Tuesday, July 28, 2015

Southland: Ancient History

THE SOUTHLAND
A Fantasy Core Setting
© Jerry Harris 2014
(This link will take you to the Fantasy Core Index.)


ANCIENT HISTORY
They were mighty.  The so-called Ancients (not what they called themselves, that word is eluding translation) had managed to tap the knowledge of extraterrestrial and extra dimensional beings and were given almost unimaginable powers.  The greatest workers of miracles became their leaders, the Wizard-Kings.  They re-made their culture into a glittering jewel of civilization and even their land into a nurturing paradise.  The Ancients had been given otherworldly knowledge and power, but were still very human.  

The Ancients sent out emissaries around the world for surveillance, subservience, and tribute.  Civilizations at the time were primitive by comparison, with little or no magic knowledge.  Their initial reconnaissance of the rest of the world had revealed it to be ripe for plunder and subjugation.  The all-powerful Wizard-Kings decided they would need a mighty army, fearless, relentless, and utterly loyal.  Thus they created the Humanoids and other monsters.

On the brink of their world invasion, the Ancient Civil War began.  Ultimately, it started from the madness caused from using dangerous high-level magic.  The trigger cause was the Wizard-Kings fighting amongst themselves over how to divide up the world before the invasion even began.  The Humanoid armies and monsters built for a war against the rest of the world, were turned on themselves.  Incredibly, their civilization rose and fell within one generation.  With their high-powered magic, cities were destroyed and much of the remaining population fled underground.
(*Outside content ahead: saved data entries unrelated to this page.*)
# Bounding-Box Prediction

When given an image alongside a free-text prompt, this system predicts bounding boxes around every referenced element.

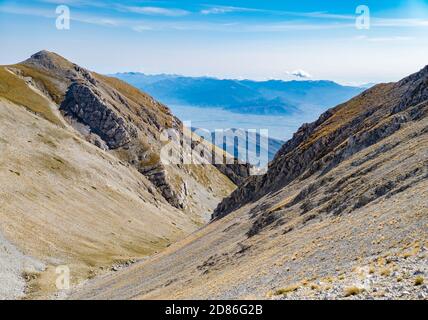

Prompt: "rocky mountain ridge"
[214,65,428,221]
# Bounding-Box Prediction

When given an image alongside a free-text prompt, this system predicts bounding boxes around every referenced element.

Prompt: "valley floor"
[69,173,427,300]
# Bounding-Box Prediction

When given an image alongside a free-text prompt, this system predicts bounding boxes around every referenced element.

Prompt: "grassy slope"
[0,99,198,299]
[0,67,62,125]
[301,83,395,150]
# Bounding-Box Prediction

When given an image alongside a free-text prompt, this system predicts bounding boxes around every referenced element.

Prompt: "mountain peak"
[24,50,74,71]
[31,49,56,58]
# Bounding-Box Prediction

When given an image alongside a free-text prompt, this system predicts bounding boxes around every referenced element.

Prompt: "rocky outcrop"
[140,163,187,209]
[392,65,428,114]
[214,162,251,185]
[60,81,189,208]
[61,83,135,149]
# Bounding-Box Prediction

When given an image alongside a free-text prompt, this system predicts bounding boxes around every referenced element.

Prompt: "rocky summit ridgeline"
[70,66,427,300]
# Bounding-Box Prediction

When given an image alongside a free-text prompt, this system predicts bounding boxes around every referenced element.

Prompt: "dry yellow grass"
[344,286,363,297]
[14,63,66,104]
[0,67,61,125]
[310,284,320,290]
[273,284,300,296]
[414,276,424,286]
[0,99,198,298]
[380,268,392,277]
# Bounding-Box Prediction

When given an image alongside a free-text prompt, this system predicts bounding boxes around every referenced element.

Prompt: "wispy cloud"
[200,6,260,15]
[295,11,355,20]
[355,35,414,42]
[0,4,122,27]
[118,5,190,17]
[200,5,355,20]
[245,22,354,32]
[371,18,428,27]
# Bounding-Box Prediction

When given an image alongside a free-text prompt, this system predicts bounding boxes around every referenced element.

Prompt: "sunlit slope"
[0,98,197,299]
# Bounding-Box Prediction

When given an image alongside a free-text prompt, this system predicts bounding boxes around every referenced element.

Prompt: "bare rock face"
[393,65,428,114]
[21,51,194,209]
[140,163,186,209]
[214,162,252,186]
[213,65,428,220]
[60,81,188,208]
[61,83,134,149]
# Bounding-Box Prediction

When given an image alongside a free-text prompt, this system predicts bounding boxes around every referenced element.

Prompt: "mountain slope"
[113,73,364,115]
[214,66,428,219]
[3,51,239,218]
[0,97,196,299]
[0,51,240,299]
[71,66,428,300]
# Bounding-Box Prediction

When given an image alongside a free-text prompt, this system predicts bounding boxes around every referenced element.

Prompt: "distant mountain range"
[191,127,284,162]
[112,73,365,116]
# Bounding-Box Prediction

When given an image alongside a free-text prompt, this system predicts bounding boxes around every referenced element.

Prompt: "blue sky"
[1,0,428,84]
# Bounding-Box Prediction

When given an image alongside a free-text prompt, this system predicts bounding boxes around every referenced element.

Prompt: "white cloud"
[119,6,190,17]
[200,6,356,20]
[287,69,312,79]
[297,11,355,20]
[200,6,259,15]
[372,17,428,27]
[0,4,122,26]
[201,7,233,15]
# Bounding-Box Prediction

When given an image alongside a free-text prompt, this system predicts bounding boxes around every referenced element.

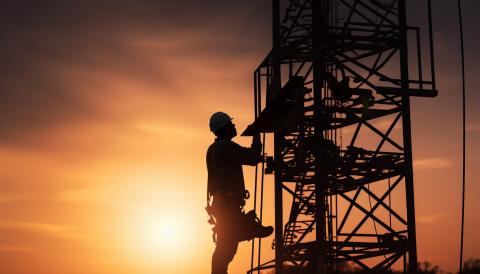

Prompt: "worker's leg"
[211,198,241,274]
[211,232,238,274]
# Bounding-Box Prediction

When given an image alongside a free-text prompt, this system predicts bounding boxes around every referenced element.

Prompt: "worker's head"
[209,112,237,138]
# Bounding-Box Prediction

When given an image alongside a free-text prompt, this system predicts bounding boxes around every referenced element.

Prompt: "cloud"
[417,213,444,224]
[413,157,452,170]
[0,245,32,252]
[370,119,401,132]
[467,122,480,133]
[58,169,200,206]
[0,220,92,242]
[0,194,32,203]
[0,1,270,149]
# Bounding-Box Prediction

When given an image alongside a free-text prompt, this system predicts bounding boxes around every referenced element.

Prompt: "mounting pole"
[312,0,328,273]
[272,0,283,273]
[398,0,418,272]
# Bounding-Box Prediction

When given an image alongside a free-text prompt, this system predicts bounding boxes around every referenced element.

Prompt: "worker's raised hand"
[253,133,261,144]
[251,133,263,158]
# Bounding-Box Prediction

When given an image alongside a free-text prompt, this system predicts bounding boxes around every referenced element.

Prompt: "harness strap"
[205,191,217,242]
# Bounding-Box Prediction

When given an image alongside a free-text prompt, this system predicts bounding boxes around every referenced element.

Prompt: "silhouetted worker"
[206,111,274,274]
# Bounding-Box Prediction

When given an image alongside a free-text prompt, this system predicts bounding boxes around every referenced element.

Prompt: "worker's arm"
[230,134,263,165]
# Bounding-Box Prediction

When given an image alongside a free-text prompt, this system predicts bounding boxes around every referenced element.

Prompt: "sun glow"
[124,207,191,260]
[140,214,186,250]
[96,174,209,270]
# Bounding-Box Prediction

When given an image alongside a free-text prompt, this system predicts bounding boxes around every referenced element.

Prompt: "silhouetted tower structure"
[244,0,437,273]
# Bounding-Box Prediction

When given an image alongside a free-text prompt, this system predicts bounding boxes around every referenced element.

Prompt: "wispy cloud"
[467,122,480,133]
[0,193,44,203]
[371,119,401,132]
[413,157,451,170]
[0,245,32,252]
[0,194,19,203]
[0,220,92,242]
[417,213,444,224]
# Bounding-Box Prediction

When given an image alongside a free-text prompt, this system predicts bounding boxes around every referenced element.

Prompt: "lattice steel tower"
[244,0,437,273]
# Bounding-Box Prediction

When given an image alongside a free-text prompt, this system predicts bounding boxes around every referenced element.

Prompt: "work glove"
[252,133,262,156]
[253,133,261,145]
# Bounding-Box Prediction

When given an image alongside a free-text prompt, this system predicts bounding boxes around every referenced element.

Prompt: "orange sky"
[0,1,479,274]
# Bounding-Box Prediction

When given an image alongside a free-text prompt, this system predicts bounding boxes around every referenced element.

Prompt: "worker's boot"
[253,223,274,238]
[243,211,273,240]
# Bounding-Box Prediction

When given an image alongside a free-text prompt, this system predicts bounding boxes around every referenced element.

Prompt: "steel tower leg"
[398,0,418,272]
[272,1,283,273]
[312,0,328,273]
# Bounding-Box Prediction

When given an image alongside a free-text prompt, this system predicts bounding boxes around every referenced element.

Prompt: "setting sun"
[101,177,201,262]
[134,212,188,253]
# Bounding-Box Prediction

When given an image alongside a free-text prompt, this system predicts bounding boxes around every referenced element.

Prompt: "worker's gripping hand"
[252,133,262,155]
[253,133,261,145]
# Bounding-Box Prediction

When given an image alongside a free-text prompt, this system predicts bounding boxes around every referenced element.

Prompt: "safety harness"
[205,190,251,243]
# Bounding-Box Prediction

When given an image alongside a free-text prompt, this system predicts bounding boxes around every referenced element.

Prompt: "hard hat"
[209,112,233,132]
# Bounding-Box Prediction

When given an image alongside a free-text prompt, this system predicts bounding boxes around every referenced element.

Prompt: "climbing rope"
[249,63,269,273]
[457,0,467,273]
[250,132,267,274]
[257,133,267,274]
[250,160,259,270]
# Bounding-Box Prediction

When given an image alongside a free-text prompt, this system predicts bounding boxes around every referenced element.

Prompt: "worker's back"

Eventually, the capital of Circumsphere was the last Ancient city left standing intact.  It had changed hands several times without any wide-spread destruction, but finally became the coveted object of all the remaining combatants.  A cabal of the most powerful Wizard-Kings held the city and enacted a final defensive spell to secure it.  It required a massive draining of human souls to activate.  The city’s remaining inhabitants were unwillingly sacrificed to create a giant magic shield over the city. 

The spell worked, but too well.  It kept expanding.  Everywhere it expanded, it kept absorbing souls.  It drained the besiegers first, but kept expanding.  The Circumsphere Wizard-Kings couldn’t stop it.  The vampiric absorbing shield made an inexorable march across the continent.  A few (such as the mythical Seven Sisters) were able to get ahead of it and escape the Southland.  A few survived in deep underground bunkers.  Everyone else perished.  The wave was only stopped by the ocean when it ran out of souls to absorb.  At that point, it collapsed and left behind a magical “fallout” all over the continent.  Ironically, the city itself disappeared.  Its whereabouts and fate, unknown.      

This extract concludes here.